With the increase in your income, you can then increase your SIP amount. This way, you can start investing in SIP even for a small amount.

⦁ Disciplined Approach
SIP investing brings a disciplined approach to you. In fact, it’s a very good investment option if you don’t have enough knowledge about the markets. Every month you need to invest a fixed amount in SIP.
This amount gets deducted from your bank account. This develops a savings habit in you.

⦁ No Need to Time the Market
SIP brings the power to enter the market without timing the market. When the markets are good then you will get limited shares. But if markets are not favourable then you will get more shares. So, the averaging works here and your portfolio gets balanced returns.

⦁ Flexible Tenure
SIPs offer you the flexibility of tenure. There is no minimum or maximum tenure for investment. You can invest for the period you want.

Power of Rupee Cost Averaging in SIPs

Investing in SIP gives you the huge benefit of rupee cost averaging. You invest in SIP at regular intervals. This can be monthly, weekly, quarterly etc. With each SIP investment, you buy mutual units at Net Asset Value (NAV). Each time the NAV is different.

This average out the cost of buying mutual funds units. You buy the units at low prices and sell them at high. This is basically the concept of rupee cost averaging.

Rupee cost averaging basically helps you to reduce the impact of market volatility. You buy more when markets are low and you buy less when markets are high. This way the value of an investment is maximised in the long term.

SIP is a powerful investment vehicle for wealth creation and fulfilment of financial goals. It comes with the power of compounding and rupee cost averaging. Before starting your SIP use SIP Return Calculator in order to calculate SIP Returns.

Frequently Asked Questions

⦁ Is SIP investment 100% safe?

SIP is a very safe method of investing in mutual funds. Here a specific amount of investment is required to be invested at regular intervals. Due to this, your investment is averaged out which helps you to maximise returns. But still, as the investments are in mutual funds so they are subject to market risk. So, invest carefully.

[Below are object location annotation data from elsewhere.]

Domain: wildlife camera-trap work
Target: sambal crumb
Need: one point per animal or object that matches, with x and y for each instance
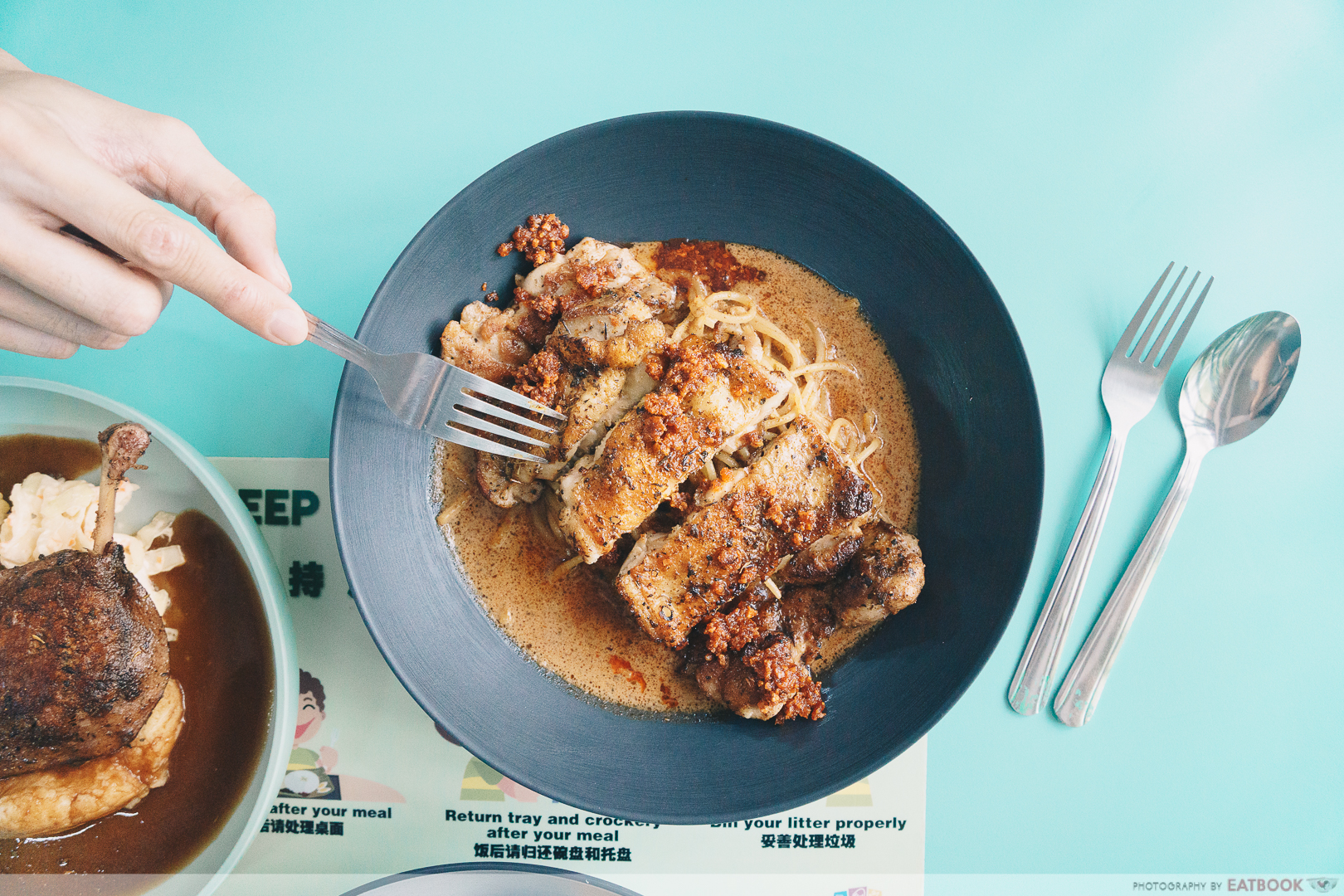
(541, 241)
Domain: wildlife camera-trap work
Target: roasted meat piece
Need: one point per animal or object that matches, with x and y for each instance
(710, 395)
(84, 659)
(746, 660)
(84, 655)
(47, 802)
(492, 342)
(601, 304)
(808, 618)
(799, 489)
(824, 558)
(886, 577)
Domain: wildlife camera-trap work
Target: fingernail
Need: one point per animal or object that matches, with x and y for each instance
(288, 327)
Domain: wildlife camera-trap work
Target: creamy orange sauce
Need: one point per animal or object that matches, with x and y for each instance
(576, 626)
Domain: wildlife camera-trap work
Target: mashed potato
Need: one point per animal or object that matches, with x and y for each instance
(46, 514)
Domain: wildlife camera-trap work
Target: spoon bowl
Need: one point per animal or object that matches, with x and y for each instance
(1239, 381)
(1231, 388)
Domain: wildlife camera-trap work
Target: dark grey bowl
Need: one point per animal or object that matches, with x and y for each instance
(709, 176)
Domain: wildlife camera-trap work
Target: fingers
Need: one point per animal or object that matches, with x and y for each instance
(21, 305)
(182, 171)
(81, 281)
(158, 242)
(17, 338)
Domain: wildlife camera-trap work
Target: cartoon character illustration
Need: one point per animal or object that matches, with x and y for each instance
(481, 783)
(311, 772)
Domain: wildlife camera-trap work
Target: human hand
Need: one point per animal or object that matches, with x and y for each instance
(71, 156)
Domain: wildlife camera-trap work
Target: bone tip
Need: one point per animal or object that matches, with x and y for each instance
(123, 444)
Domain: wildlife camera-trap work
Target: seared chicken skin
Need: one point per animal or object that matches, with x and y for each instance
(711, 395)
(886, 577)
(747, 660)
(601, 304)
(799, 489)
(84, 659)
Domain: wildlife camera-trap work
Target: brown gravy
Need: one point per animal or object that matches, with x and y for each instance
(223, 660)
(574, 626)
(22, 455)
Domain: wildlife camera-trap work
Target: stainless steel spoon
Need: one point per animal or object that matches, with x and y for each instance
(1231, 388)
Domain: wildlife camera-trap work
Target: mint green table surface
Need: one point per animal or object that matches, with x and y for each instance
(1074, 148)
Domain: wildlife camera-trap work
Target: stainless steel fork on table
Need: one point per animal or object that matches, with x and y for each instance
(431, 395)
(1129, 390)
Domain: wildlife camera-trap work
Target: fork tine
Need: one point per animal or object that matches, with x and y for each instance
(468, 381)
(1185, 328)
(1171, 319)
(464, 419)
(485, 407)
(1127, 336)
(1152, 324)
(466, 440)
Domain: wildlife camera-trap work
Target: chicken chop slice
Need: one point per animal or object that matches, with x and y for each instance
(796, 490)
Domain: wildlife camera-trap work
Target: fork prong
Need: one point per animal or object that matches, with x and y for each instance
(466, 440)
(1127, 336)
(499, 412)
(463, 418)
(1171, 319)
(1185, 328)
(1157, 317)
(465, 381)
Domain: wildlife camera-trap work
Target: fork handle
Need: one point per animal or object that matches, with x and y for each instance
(1077, 699)
(323, 334)
(1030, 687)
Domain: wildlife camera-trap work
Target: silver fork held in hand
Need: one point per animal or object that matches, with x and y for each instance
(435, 397)
(1129, 390)
(323, 334)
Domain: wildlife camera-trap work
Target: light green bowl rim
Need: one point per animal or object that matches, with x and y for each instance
(285, 707)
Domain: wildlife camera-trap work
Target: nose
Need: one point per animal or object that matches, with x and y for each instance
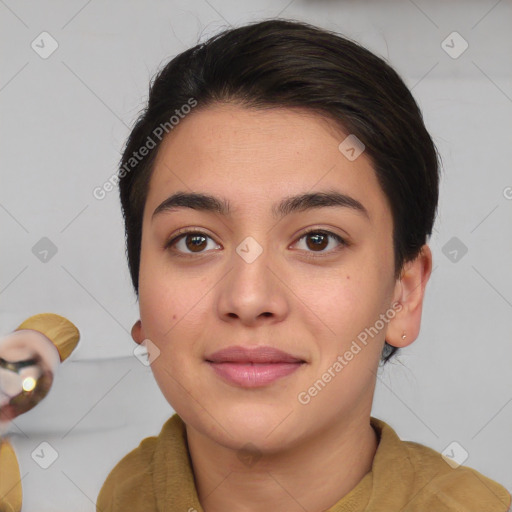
(252, 292)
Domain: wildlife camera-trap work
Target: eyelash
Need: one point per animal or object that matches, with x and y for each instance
(310, 254)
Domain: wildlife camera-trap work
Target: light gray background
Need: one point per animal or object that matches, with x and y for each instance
(64, 120)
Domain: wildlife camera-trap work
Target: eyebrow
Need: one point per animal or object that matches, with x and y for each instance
(298, 203)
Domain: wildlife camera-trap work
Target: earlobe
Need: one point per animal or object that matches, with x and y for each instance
(409, 292)
(137, 332)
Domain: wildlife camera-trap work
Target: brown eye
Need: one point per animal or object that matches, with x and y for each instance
(195, 242)
(190, 242)
(317, 241)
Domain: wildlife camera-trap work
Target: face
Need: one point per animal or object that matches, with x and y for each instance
(307, 281)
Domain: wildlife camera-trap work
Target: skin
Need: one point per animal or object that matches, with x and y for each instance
(310, 456)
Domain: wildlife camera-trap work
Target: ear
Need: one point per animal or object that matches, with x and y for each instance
(138, 332)
(409, 292)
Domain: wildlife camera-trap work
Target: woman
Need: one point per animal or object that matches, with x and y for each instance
(278, 193)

⦁ Is SIP better than Fixed Deposit?

SIP and Fixed Deposits are different financial tools and they both have their own investment objectives hence it is not fair to compare. However, SIPs have some advantages over FDs, such as the benefit of flexibility of investment, diversification across asset classes, potential higher returns since you can invest in the equity market, etc. However, you need to choose your investment according to your financial goals and asset allocation.

⦁ How can one become rich with SIP?

Starting a SIP at an early age and keeping it regular without any bounces can make you rich in the long run. Even first-time investors can create wealth through regular investments in SIP with even a small amount.